Foremost, there is the issue that design law can vary quite significantly from country to country, meaning that it can be difficult to meet the requirements of several national jurisdictions with one set of design drawings. For example different countries can have fundamentally different formal requirements, such as the need for shading in representations or the acceptability of broken lines for disclaimers, which may leave the applicant physically unable to meet all requirements on filing. Therefore, filing strategy needs to be considered carefully at the outset and possible objections identified before filing, otherwise any cost-saving associated with the filing of a single application could quickly evaporate.

Furthermore, even if it seems possible to file a Hague design for a given product that is expected to register without much problem, applicants should consider whether there will be any trade-off on the scope of protection obtained, whether intentional or unintentional, by using the Hague System. Different countries’ design systems may interpret aspects of the same drawings in different ways, and there are often strategies that can be employed in different countries to counter or exploit these differences. Therefore, for certain types of product, the best approach may in fact be to file the designs separately around the world and tailor the applications to the nuances of each country’s design law to obtain the best possible protection.

Once China accedes to the Hague System, the potential value in the system will undoubtedly increase significantly.
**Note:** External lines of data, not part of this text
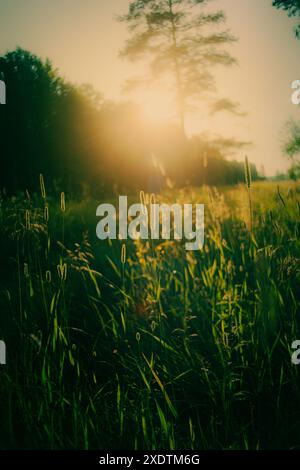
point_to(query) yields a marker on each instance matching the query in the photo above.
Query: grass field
(158, 347)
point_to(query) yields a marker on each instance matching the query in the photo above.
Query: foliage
(177, 36)
(293, 9)
(155, 348)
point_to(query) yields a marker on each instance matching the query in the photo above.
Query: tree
(176, 35)
(293, 9)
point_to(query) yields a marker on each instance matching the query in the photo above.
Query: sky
(82, 39)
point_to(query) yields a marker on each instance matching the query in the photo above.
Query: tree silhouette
(293, 9)
(176, 35)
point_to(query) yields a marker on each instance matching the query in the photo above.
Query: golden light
(157, 104)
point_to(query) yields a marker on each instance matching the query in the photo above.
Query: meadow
(145, 345)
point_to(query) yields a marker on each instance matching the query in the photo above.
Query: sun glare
(157, 105)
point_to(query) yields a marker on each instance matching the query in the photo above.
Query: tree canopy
(182, 42)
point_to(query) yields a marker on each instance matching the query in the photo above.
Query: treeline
(78, 140)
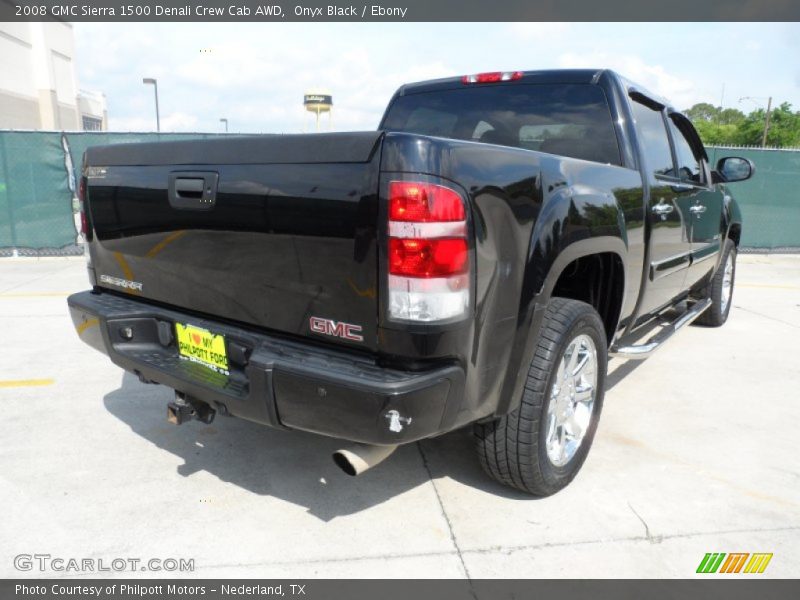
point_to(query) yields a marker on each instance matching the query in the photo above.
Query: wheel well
(735, 234)
(599, 280)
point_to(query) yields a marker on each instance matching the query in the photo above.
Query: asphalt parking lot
(697, 452)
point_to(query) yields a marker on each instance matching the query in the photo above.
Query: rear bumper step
(642, 351)
(271, 380)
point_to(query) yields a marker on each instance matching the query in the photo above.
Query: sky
(255, 74)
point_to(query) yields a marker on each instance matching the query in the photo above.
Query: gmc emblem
(345, 331)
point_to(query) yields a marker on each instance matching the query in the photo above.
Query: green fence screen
(38, 171)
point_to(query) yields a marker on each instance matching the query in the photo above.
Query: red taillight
(428, 258)
(424, 203)
(492, 77)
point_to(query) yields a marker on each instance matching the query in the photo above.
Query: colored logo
(735, 562)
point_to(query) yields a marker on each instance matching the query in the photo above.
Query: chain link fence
(38, 207)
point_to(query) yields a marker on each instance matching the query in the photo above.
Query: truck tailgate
(264, 230)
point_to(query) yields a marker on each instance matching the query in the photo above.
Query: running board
(642, 351)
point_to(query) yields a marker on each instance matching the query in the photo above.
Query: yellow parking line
(26, 382)
(165, 242)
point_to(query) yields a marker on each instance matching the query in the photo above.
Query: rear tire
(720, 289)
(533, 448)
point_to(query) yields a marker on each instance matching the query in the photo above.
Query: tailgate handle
(193, 190)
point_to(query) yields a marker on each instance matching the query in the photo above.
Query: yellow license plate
(202, 346)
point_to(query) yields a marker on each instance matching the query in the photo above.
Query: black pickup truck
(475, 261)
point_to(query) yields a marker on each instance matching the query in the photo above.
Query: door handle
(663, 209)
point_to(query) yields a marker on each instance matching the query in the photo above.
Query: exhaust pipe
(356, 459)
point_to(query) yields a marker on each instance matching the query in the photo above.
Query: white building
(38, 85)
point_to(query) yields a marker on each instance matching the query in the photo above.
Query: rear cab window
(570, 120)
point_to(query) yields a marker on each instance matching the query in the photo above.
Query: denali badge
(346, 331)
(123, 283)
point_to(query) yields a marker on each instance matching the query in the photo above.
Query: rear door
(667, 209)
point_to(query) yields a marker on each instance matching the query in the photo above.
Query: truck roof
(575, 76)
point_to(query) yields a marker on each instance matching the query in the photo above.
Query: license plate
(202, 346)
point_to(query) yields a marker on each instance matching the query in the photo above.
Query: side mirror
(735, 168)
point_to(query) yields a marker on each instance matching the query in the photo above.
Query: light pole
(147, 81)
(766, 120)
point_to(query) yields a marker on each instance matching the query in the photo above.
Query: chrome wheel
(572, 397)
(727, 284)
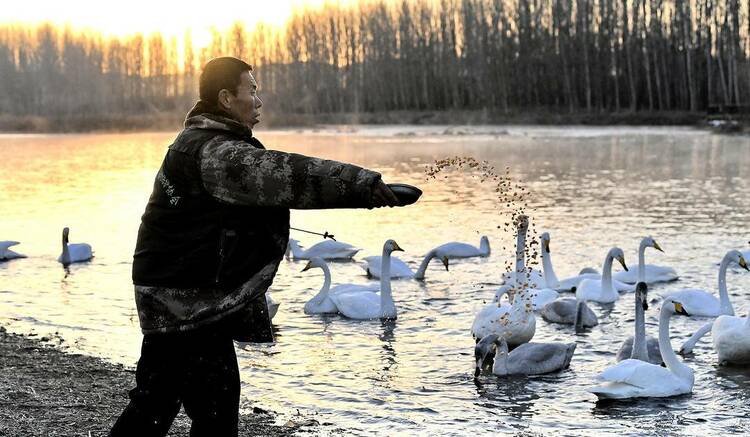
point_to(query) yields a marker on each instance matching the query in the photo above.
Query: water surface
(593, 188)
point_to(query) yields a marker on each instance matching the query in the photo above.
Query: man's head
(228, 84)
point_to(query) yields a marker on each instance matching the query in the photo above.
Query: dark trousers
(197, 369)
However, given the issues that remain, those who are interested in making use of the Hague System are encouraged to seek specialist advice before filing to ensure that they reap the benefits of the extended reach of the system without tripping over these obstacles.

Whether or not a company chooses to change their design filing practices in light of China joining the Hague System, this news could still have a significant impact on their IP strategy. In 2020, China accounted for about 60% of all registered designs filed worldwide, with the majority of these coming from Chinese applicants. If even a fraction of these filings are now converted to Hague filings, which seems likely to happen, this could lead to many more design registrations being in force in other countries around the world. Companies may therefore need to pay more attention to the possibility of infringing third parties’ registered design rights and may also wish to consider shoring up their own protection in response.